Utilizing MongoDB for data storage and Mongoose in Express for handling modifications, I believe my query processes should be optimized for speed. Correct me if I'm mistaken, but the dataset is large yet not overwhelmingly huge, especially since there are no filtering operations during the query.
The model schema I employ:
const DataSchema = mongoose.Schema({
title: String,
text: String,
text_transform: Array,
provider: String,
url: {
type: String,
unique: true,
},
word_count: Array,
HOW: Array,
date: Date,
click_count: Number,
});
A few key points to note:
text field can vary in size from 150 to potentially over 7000 characters.
text_transform is an array containing words from the text field.
provider is a short string with maximum length of 12 characters.
word_count contains key-value pairs represented as arrays within the array like this:
[
["key", value], ["other_key", other_value], ...
]
The values are numbers while the keys are strings.
HOW is an array with at most 5 elements, each element being a string ranging from 6-10 characters.
Upon triggering a query from my own API endpoint, I encounter challenges when trying to retrieve all the data.
My request goes to this endpoint:
router.get("/", async (req, res) => {
try {
const data = await DataSchema.find({}).lean();
res.json(data);
} catch (err) {
res.status(404);
}
});
As evident, I utilize lean() method for simplicity and return a JSON response. However, querying on the client side revealed sluggish performance even with around 270 documents in the database.
I suspect it's not a network issue because limiting the query to the first 10 elements results in noticeable improvement but still slower than anticipated, taking roughly a second.
Are there optimization methods to expedite this process?

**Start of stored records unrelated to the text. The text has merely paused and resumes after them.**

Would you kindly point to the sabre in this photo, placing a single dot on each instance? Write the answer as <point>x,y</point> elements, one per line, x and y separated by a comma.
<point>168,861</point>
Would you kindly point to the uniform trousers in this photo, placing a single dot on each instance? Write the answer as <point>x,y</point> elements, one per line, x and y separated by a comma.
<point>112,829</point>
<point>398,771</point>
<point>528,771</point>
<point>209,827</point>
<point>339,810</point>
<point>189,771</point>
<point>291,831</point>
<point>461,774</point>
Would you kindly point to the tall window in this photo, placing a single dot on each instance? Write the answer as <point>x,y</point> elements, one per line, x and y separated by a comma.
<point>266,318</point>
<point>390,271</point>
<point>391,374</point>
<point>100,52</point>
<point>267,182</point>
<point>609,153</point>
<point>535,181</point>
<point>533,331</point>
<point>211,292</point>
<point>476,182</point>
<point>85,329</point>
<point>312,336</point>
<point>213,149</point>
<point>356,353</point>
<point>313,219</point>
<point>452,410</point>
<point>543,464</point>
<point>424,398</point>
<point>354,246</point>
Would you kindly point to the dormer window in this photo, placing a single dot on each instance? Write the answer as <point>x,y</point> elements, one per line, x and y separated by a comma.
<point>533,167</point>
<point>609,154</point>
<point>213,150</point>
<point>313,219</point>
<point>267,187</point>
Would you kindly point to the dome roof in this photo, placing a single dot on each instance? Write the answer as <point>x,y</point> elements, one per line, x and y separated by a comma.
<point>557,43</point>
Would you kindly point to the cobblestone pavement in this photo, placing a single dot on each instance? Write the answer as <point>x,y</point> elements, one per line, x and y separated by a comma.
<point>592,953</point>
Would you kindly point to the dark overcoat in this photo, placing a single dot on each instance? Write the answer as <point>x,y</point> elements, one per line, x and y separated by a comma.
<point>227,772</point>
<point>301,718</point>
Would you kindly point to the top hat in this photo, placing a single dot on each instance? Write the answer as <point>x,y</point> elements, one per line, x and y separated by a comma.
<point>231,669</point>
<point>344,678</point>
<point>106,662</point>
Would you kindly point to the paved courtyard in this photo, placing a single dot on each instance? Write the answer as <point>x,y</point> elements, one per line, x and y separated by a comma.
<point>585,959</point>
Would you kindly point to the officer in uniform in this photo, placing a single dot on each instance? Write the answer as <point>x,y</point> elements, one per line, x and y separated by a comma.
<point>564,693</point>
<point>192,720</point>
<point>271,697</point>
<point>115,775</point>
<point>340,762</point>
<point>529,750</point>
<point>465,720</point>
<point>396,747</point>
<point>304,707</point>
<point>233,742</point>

In addition, it's worth noting that for development purposes, I am using the free tier of MongoDB Atlas without access to profilers or performance analytics. Also, lacking a production environment for testing and opting for Belgium region (europe-west1) due to proximity factors.

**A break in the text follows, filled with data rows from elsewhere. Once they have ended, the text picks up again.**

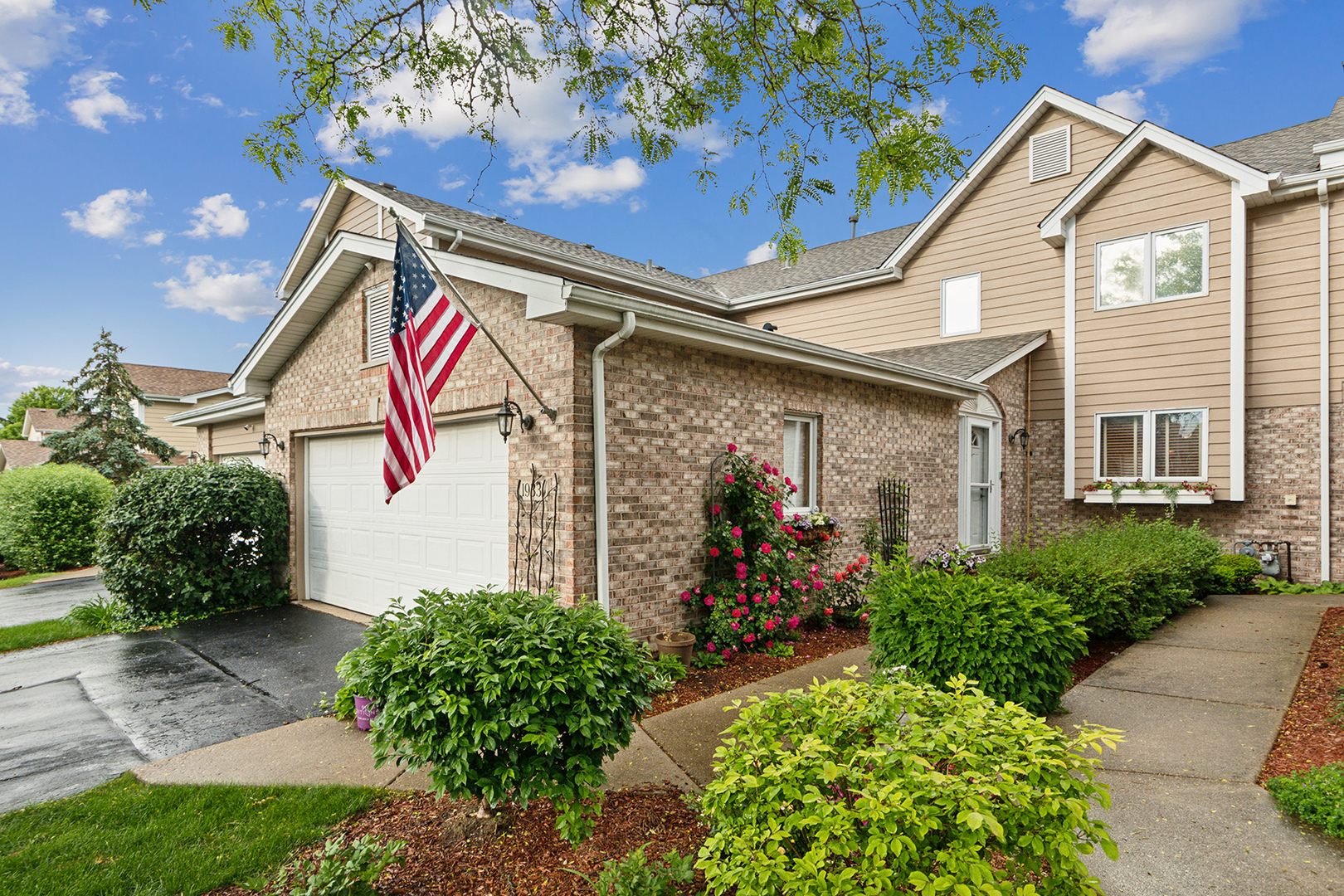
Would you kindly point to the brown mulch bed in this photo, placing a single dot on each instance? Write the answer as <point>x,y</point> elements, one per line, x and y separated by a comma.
<point>530,859</point>
<point>1311,733</point>
<point>746,668</point>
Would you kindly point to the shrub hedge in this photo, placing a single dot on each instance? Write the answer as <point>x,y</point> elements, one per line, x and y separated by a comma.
<point>49,516</point>
<point>197,539</point>
<point>502,696</point>
<point>1124,577</point>
<point>1012,638</point>
<point>901,787</point>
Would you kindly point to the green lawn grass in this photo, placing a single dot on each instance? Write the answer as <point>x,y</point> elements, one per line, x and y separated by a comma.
<point>151,840</point>
<point>24,579</point>
<point>46,631</point>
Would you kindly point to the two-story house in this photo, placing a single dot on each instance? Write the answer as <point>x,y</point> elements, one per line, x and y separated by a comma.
<point>1094,299</point>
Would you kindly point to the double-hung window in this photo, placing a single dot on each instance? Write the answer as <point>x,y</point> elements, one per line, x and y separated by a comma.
<point>1157,446</point>
<point>1153,268</point>
<point>800,460</point>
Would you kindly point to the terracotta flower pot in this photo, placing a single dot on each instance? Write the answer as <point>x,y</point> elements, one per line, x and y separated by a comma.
<point>675,644</point>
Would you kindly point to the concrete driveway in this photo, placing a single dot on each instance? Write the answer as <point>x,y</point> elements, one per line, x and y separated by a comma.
<point>77,713</point>
<point>47,599</point>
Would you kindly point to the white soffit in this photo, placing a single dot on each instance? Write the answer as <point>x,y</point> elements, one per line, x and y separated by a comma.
<point>1148,134</point>
<point>1045,100</point>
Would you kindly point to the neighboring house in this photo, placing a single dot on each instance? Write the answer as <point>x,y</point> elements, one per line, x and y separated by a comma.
<point>15,453</point>
<point>168,391</point>
<point>930,353</point>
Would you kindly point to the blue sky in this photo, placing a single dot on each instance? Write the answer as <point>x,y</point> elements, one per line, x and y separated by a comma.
<point>130,206</point>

Furthermore, I conducted tests by removing text_transform field temporarily, yielding minimal impact on query speed.
EDIT:
Remembering to mention, I implemented an endpoint returning hardcoded JSON under 1 ms processing time, emphasizing the perceived slowness solely during queries.
.explain() outcomes
[
{
queryPlanner: {
plannerVersion: 1,
namespace: 'test.articles',
indexFilterSet: false,
parsedQuery: {},
winningPlan: [Object],
rejectedPlans: []
},
executionStats: {
executionSuccess: true,
nReturned: 301,
executionTimeMillis: 0,
totalKeysExamined: 0,
totalDocsExamined: 301,
executionStages: [Object],
allPlansExecution: []
},
serverInfo: {
host: 'some.database-shard.mongodb.net',
port: 27017,
version: '4.2.6',
gitVersion: '20364840b8f1af16917e4c23c1b5f5efd8b352f8'
},
ok: 1,
'$clusterTime': { clusterTime: '6831457389108002820', signature: [Object] },
operationTime: '6831457389108002820'
}
]
Thank you for your time and assistance in advance.